Recently, tolvaptan, a vasopressin-2 receptor antagonist, has been approved for volume control in patients with heart failure. We showed the effects of tolvaptan on RRF in twelve diabetic PD patients. 15 mg/day of tolvaptan for 12 months preserved RRF in 24 PD patients with heart failure and maintained cardiac function without side effect [12]. Further, tolvaptan has been shown to improve nutrition and inflammation [14]. Moreover, we showed tolvaptan improved RRF and QOL, as indicated by SF36 in PD patients (Abstract in Kidney Week 2016, unpublished). Iwahori also showed the effects of tolvaptan on RRF [15]. These effects of tolvaptan may be assessed in HD patients in the future.

Nutritional State and Sarcopenia

Sarcopenia may impact approximately 37% of dialysis patients [16]. Sarcopenia, cardiovascular disease, and cognitive deficits, shown in dialytic patients, cause frailty. Metabolic acidosis, common with chronic kidney disease and acidemia increase intracellular protein degradation and reduce protein synthesis and bone mineralization. Additionally, metabolic acidemia induces the rapid progression of renal failure and inflammation. In some cases, a low protein diet is recommended in order to prevent acidosis or accelerated renal failure [17]. However, low protein diets may contribute to malnutrition, and around 30% of dialysis patients are categorized as lean. Further, increased prevalence of sarcopenia is thought to be associated with attenuated renal function [18] and malnutrition remains one of the major predictors of mortality in PD patients [19]. Moreover, frailty is associated with impaired physical performance, poorer QOL and reduced survival rate [20]. Underweight diabetic patients also experienced increased risk of mortality than obese patients [21]. The effects of dialysis on protein loss may also enhance sarcopenia [22]. There was an association between dietary protein intake and urine volume. Dietary interventions designed to enhance appetite are necessary for preserving RRF and preventing sarcopenia/frailty and to that point, it is clinically important to note that tolvaptan improved both nutrition and inflammation, by way of preserving RRF [13].

Conclusion

PD patients, particularly those with DM, have a high risk of cardiovascular events, poorer QOL, sarcopenia/frailty, and death. The maintenance of RRF is important for PD, especially in diabetic patients, to prevent cardiovascular events and poorer QOL, frailty, and comorbidity/morbidity.
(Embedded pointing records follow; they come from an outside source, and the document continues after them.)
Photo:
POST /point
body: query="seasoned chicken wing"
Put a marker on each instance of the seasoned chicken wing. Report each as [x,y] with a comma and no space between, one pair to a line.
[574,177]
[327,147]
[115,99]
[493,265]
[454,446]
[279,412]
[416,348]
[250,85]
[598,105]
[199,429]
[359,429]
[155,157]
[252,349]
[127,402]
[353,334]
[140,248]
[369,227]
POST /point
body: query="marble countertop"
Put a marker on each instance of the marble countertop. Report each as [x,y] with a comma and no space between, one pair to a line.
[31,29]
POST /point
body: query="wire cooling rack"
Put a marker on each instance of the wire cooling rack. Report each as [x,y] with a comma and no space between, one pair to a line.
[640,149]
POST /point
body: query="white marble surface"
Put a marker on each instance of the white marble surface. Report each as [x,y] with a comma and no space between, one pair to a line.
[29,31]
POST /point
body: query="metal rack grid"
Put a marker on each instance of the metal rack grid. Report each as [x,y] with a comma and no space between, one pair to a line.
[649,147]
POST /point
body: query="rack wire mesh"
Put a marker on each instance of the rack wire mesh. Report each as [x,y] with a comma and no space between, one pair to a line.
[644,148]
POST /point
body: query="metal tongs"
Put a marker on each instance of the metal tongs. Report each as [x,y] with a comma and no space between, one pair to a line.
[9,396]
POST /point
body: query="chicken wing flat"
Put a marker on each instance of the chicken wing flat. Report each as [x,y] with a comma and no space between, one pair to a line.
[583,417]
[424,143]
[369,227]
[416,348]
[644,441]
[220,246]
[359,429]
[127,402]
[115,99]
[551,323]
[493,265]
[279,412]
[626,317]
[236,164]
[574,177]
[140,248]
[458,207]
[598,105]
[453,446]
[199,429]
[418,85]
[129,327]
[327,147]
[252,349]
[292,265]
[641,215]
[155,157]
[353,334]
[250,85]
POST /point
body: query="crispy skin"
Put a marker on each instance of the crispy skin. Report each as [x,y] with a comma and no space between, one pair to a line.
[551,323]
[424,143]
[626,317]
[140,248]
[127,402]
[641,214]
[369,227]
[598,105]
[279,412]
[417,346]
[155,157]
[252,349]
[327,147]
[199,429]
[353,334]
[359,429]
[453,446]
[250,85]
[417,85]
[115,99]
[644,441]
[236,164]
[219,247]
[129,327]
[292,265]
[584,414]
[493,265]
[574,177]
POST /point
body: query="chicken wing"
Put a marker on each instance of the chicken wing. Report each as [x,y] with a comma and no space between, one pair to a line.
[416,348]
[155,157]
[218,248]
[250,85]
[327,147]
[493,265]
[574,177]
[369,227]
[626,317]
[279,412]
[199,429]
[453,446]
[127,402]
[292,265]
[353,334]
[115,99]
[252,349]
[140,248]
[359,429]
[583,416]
Good RRF can be achieved by ensuring a good appetite, which in turn can help to prevent sarcopenia/frailty and decrease comorbidity/mortality risk. For this purpose, treatments for consideration should be ACE inhibitors or ARBs for hypertension, incretin-based therapy for glycemic and blood pressure control, icodextrin for dialysate and tolvaptan for diuretics. Recently, the number of elderly diabetic PD patients has increased. Preserved residual renal function to attenuate the loss of appetite and physical training are important factors for preventing sarcopenia/frailty and for a better QOL and survival rate.